Clintons Hope for Parallels with Argentina

As the wife of the current president of Argentina won the presidency there, I'm sure a certain power couple living in New York are hoping for a similar outcome here.

According to the NY Times: Cristina Fernández de Kirchner, the wife of Argentina’s president, Néstor Kirchner, has become the first woman to be elected president in Argentina’s history, according to the latest official results published today.

Mrs. Kirchner, 54, the center-left Peronist party candidate and a senator, defeated a fractured opposition and avoided a runoff.

More than anything, Mrs. Kirchner’s victory would serve as a referendum on the four years under her husband, who steered Argentina out of its worst economic crisis in 2001, when it defaulted on $80 billion in loans.

Argentina is poised to record a sixth year of growth averaging about 8 percent.
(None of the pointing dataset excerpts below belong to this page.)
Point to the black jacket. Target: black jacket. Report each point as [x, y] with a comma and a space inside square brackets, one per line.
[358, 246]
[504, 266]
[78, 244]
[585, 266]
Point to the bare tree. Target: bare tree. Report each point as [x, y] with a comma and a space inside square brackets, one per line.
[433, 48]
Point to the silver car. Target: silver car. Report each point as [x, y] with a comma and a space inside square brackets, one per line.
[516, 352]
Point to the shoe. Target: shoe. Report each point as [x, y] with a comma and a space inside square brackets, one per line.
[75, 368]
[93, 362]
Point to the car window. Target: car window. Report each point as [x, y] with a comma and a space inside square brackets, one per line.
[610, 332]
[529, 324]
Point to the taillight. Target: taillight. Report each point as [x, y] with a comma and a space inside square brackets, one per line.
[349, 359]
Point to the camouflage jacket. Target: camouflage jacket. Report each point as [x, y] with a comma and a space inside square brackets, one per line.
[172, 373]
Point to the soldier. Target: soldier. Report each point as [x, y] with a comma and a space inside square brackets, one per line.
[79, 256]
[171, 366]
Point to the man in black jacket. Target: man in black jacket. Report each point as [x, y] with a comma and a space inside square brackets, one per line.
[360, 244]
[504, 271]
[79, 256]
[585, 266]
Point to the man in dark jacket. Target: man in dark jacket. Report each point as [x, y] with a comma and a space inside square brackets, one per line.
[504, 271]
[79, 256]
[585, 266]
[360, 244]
It is enjoying higher prices for exports of soybeans, corn and meat, has increased its reserves and reduced unemployment and inflation.

While voters appeared to favor a continuation of Mr. Kirchner’s policies, the next president faces the challenge of taming inflation and a looming energy crisis.

Despite approval ratings of more than 60 percent, Mr. Kirchner decided in July not to run for re-election, in what many analysts believe is a strategy to rotate the couple through the Pink House, the presidential palace here, for 12 years. Argentine election law allows a former president to run again after waiting four years on the sidelines.